9日時点の関東電炉メーカー購入価格(H2)は中心がトン5万9000―6万500円前後、湾岸価格(H2)の中心は同6万―6万2500円前後。
1月以来、中国の春の鋼材需要期を見据えた韓国やベトナムが鉄スクラップの買いを強め、日本の相場をけん引してきた。「在庫が潤沢になった」(商社)とみられる2月下旬に一時的に韓・越からの引き合いが緩んで輸出価格も下がったが、先月24日にロシアがウクライナに侵攻して以降、世界的に鋼材や鉄スクラップの供給不安が生まれ、日本への鉄スクラップの買いも再び強まっている。
中部 電炉、今期の最高生産
中部地区の鉄スクラップ相場も大幅続伸した。トン3000円方の全面高は昨年5月以来。これにより、H2炉前中心値は2008年8月以来となる同6万円水準となった。4月からの電気料金の値上げも視野に、今月の東海地区主要電炉7社の粗鋼生産量(ステンレスを含む)は合計55万トン水準と今期最大となる計画で推移している中、トルコ向け商談価格の急上昇が東アジアマーケットに波及。当面メーカーの入荷維持へに向けた対応が続く見通しだ。

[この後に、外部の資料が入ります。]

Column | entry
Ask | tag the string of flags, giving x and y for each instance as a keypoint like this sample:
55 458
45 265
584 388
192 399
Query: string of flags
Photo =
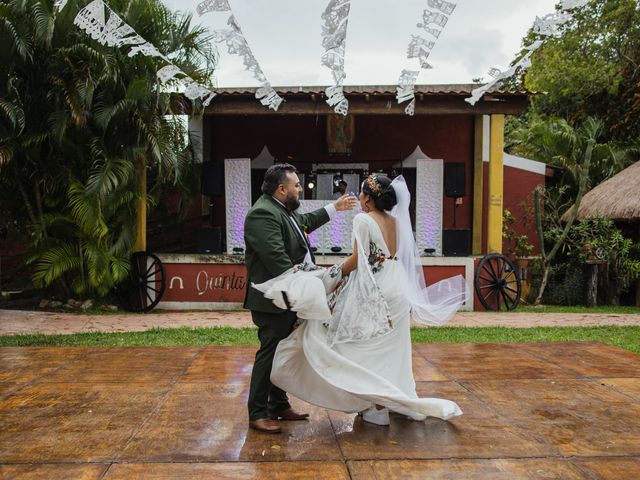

先行して値上がりしていた湾岸集荷価格は、足元新断でトン6万4000円どころ(10日時点)に上伸。ただ年度末環境に市中業者の利益確定売りもあることで湾岸在庫水準は急速に上昇しており、一部で荷止めも見られる状況だ。
関西 市中出荷ペース鈍る
関西地区の鉄スクラップ市場は10日、海外高などを受けて相場が急騰した。海外でロシアのウクライナ侵攻や欧米の経済制裁による鋼材・半製品供給不足が深刻化するとの見方が広がっており、鉄鋼原料の鉄スクラップ需給も急速に引き締まっていることなどが国内相場を押し上げている。
同地区電炉メーカーの鉄スクラップ購入価格(10日時点)は、指標品のH2でトン当たり5万9500―6万500円前後。大阪電炉の10日からの上げ幅は共英製鋼枚方事業所がダライ粉をトン1000円、ほか3000円、合同製鉄大阪製造所がヘビー類をトン3000円、ほか4000円、その他の6社6工場は一律トン3000円。姫路地区電炉メーカー4社も同日から一律トン3000円買値を引き上げた。
ウクライナ危機に伴う国際相場の上昇を受けて先高観が高まり、市中ではメーカーへの出荷ペースを鈍らせる動きが広がっているようだ。「メーカーの炉前在庫は低水準」(流通筋)とみられる中、今月中には5000トンの鉄スクラップ共同輸出の船積みも予定される。来週末からは3連休も控えており、「需給ひっ迫状態に拍車をかけそうだ」(商社)との声も聞かれる。